I haven't had a chance to get some mica, or charcoal, or black oxide... but I was in the cake section of Wal-Mart and saw black paste food coloring, which I've heard can be used for soaps.  It was only $1.47, so I thought it was worth the risk. 

Here's the final result - I added some soap glitter, but the glitter didn't photograph very well.  The soaps are really pretty.  I used a rubber stamp inset.  The soap base was olive oil and aloe and I scented it with Jasmine.


----------



## Tabitha (May 12, 2009)

Pl3ease bath with it & report back if you had black bubbles or if it left a ring around your tub or turned your rag black, etc. I would be interested to know more.


----------



## OceanGirl-3 (May 13, 2009)

Noice :wink:


----------



## topcat (May 13, 2009)

Wow - that's striking!  I will be interested too in whether it stains.....

Tanya


----------



## OceanGirl-3 (May 13, 2009)

I did a black one   but with clear  :wink:


----------



## studioalamode (May 13, 2009)

Thanks!

I was thinking the same thing -- that I need to test them -- also I'm letting them "dry" for a day so they are not so slick looking.  They looked better this morning.  I did use some of the leftover on my hands and although it made black bubbles, my hands were not stained.  (after I made them I remembered all the times I gave my kids Halloween cookies from the bakery with black icing and it turned their mouth and tongues... so I was worried!)  I wish I would have thought to check the sink for residue!   I will have to bathe with one and I will report back.

I really like these molds.  I got them at Michaels.  They are square with a beveled edge, then there is a set of six rubber stamps that fit perfectly inside the square in the middle -  There's a leaf, a dandelion, a heart, "made with love" or something like that, a dragonfly, and the one I used for this.   Here's another pic of soaps using the same mold and rubber stamps...(again, pic not so good)... plus I wrapped them before I thought to take a pic.  These are milk and honey with nutmeg.

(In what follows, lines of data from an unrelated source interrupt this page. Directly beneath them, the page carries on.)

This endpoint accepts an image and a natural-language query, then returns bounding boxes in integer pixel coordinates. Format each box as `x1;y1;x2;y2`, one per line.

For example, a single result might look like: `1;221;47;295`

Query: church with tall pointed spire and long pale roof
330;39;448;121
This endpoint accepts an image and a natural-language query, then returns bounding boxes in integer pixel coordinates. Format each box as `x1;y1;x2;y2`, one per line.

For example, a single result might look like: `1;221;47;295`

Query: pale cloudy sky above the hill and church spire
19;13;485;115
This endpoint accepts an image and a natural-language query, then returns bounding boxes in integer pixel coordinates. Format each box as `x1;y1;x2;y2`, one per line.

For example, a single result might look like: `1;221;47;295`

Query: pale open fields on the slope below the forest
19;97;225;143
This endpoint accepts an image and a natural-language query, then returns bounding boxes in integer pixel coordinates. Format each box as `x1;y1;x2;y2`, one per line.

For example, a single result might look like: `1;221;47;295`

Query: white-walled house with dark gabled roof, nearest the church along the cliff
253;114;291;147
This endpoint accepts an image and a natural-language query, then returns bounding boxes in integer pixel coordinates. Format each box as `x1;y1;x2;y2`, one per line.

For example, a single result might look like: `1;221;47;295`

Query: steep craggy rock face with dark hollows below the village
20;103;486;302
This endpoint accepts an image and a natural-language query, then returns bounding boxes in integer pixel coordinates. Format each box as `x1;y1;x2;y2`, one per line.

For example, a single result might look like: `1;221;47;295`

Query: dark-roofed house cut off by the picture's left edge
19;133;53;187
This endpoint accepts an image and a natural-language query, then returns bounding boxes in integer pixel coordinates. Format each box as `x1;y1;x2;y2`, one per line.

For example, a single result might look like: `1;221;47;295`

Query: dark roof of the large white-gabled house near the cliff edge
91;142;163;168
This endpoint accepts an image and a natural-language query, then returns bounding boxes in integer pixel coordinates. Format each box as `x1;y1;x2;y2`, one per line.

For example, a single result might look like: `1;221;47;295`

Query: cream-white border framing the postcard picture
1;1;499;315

http://img89.imageshack.us/img89/5176/j ... day067.jpg


----------



## studioalamode (May 14, 2009)

Test results are in:

Black foam (not much foam because I used aloe and olive oil base)
No staining on body
No staining on cloth
No residue in tub

Yay!!


----------



## topcat (May 14, 2009)

That is excellent!  Something else on my 'to do' list now :wink: 

Tanya


----------



## Guest (May 16, 2009)

That is beautiful soap I love it.


----------



## artisan soaps (May 17, 2009)

..


----------



## moondancer (May 25, 2009)

That is a gorgeous soap! I love the black... I'm thinking I need some licorice scent for it though. LOL The idea of using paste food coloring is great! If black doesn't stain, the other colors might not either. Yay!!


----------



## ibariaSoap (May 28, 2009)

That looks so cool! A straight up black soap is so masculine looking... (of course minus any glitter/sparkles) lol


----------



## tincanac (Jun 3, 2009)

Aniseed Oil (I dont know whether you would call it an essential oil) would give it a yummilicious licorice smell - you only have to add a wee bit as well!


----------



## krissy (Jun 12, 2009)

i used the same stuff in a batch of cpop and after the cook, it was candy cane red!


----------



## Jody (Jun 12, 2009)

Those are some really beautiful soaps Janet.  Congrats!!!!


----------



## ikindred (Jun 21, 2009)

These soaps are beautiful.  I would love to try the honey and nutmeg one!


----------



## gcfanca (Jun 25, 2009)

Great soaps, I really do like the mold! Great job!


----------